Actions of the past like amnesty campaigns to collect illicit firearms led to well-meaning citizens handing in mostly older ones than those currently common on the street. Thankfully there have not been a lot of local incidents with automatic assault rifles as often used in terrorist attacks abroad or mass shootings like the recent one in the US.
But although murders have been relatively low, every victim is one too many. Violent crime continues to be a serious concern for residents, not in the last place because of its potentially destructive impact on the tourism economy.

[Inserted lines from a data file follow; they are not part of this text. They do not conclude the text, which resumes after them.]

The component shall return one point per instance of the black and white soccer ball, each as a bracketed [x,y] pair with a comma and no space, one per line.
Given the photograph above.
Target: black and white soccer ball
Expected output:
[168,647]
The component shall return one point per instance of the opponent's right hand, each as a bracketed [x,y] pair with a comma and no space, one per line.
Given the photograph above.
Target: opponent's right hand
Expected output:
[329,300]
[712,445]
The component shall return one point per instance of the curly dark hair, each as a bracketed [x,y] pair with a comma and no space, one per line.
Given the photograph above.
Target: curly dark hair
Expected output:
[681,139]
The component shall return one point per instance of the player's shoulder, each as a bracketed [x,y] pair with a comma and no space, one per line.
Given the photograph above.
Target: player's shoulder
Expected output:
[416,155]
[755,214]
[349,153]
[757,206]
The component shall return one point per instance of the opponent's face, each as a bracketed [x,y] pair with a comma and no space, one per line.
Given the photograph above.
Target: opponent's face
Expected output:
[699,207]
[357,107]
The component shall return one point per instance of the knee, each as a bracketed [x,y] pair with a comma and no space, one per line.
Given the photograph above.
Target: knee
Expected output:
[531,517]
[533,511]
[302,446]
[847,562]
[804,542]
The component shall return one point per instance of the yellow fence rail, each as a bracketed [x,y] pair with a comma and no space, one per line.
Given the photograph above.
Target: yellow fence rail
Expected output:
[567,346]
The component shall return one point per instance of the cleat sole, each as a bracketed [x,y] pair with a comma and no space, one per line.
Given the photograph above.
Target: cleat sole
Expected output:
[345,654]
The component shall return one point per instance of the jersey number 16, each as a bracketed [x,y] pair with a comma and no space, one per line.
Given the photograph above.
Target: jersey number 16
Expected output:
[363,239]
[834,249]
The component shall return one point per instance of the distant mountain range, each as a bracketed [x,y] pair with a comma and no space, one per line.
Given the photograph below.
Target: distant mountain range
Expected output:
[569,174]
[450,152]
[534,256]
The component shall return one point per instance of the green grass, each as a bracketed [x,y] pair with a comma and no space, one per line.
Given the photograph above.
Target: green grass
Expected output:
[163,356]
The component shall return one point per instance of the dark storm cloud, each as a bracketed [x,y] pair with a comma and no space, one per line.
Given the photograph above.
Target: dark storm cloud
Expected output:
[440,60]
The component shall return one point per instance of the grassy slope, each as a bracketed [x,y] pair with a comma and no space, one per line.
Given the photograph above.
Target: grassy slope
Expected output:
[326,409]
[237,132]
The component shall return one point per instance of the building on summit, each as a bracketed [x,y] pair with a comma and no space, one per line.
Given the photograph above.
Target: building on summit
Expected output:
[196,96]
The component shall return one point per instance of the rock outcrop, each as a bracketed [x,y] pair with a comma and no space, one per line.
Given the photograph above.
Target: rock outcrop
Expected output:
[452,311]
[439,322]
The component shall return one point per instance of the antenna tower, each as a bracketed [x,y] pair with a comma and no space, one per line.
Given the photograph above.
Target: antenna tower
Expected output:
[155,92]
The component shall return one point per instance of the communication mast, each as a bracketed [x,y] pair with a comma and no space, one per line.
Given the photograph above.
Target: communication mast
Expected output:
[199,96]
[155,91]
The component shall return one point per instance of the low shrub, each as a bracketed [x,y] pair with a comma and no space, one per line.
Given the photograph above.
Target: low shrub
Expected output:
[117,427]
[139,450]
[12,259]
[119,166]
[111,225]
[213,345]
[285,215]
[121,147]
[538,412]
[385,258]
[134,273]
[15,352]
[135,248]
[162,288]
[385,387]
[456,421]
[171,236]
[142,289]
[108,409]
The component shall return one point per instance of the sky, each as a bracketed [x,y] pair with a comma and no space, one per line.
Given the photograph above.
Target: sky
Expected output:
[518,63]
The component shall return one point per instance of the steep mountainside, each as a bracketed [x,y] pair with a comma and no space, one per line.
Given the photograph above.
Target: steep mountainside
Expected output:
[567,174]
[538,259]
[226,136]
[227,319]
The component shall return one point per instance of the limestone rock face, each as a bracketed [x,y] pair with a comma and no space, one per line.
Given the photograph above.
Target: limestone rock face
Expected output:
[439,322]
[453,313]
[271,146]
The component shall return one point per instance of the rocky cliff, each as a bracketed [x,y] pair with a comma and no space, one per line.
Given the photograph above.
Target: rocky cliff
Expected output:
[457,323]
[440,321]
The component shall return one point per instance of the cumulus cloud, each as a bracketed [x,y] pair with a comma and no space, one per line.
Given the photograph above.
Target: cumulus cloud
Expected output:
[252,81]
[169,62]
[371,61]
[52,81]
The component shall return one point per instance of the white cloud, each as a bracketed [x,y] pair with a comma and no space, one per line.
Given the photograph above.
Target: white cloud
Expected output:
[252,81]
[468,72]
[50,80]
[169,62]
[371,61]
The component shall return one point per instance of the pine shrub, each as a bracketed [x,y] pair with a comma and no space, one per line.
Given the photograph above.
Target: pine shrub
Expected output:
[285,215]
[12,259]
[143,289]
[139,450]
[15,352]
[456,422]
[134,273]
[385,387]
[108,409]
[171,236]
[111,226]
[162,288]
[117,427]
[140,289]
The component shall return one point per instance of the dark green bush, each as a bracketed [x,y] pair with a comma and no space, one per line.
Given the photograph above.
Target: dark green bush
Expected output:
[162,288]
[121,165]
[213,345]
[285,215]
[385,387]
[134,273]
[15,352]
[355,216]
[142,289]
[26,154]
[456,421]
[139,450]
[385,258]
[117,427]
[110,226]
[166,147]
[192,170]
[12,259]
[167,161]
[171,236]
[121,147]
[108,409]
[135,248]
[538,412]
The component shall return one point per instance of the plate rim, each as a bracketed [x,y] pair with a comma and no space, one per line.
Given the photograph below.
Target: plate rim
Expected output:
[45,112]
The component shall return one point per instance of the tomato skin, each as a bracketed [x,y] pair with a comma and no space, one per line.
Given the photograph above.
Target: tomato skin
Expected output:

There is no quick-fix solution; however, stopping guns from illegally entering the country seems a good place to start. That’s easier said than done, with such a great number of bays, beaches and inlets, never mind the open border to the French side.
Regardless, the airport, including its freight operations, should always remain a target for frequent intensive checks in this sense -also for aviation safety reasons – and when it comes to sheer volume of goods certainly the harbour bears very close scrutiny. To accomplish the latter, continued investments in modern tools including container scanners that don’t hold up the flow of cargo yet make possible a reasonably comprehensive control on imports are essential.
It’s not just about buying equipment, but also involves training, certification, ample testing, etc., and will take some time. Providing all these creates a more effective deterrent in the process and thus discourages arms-smuggling.
If nothing else, the bigger the risk of getting caught the higher the price.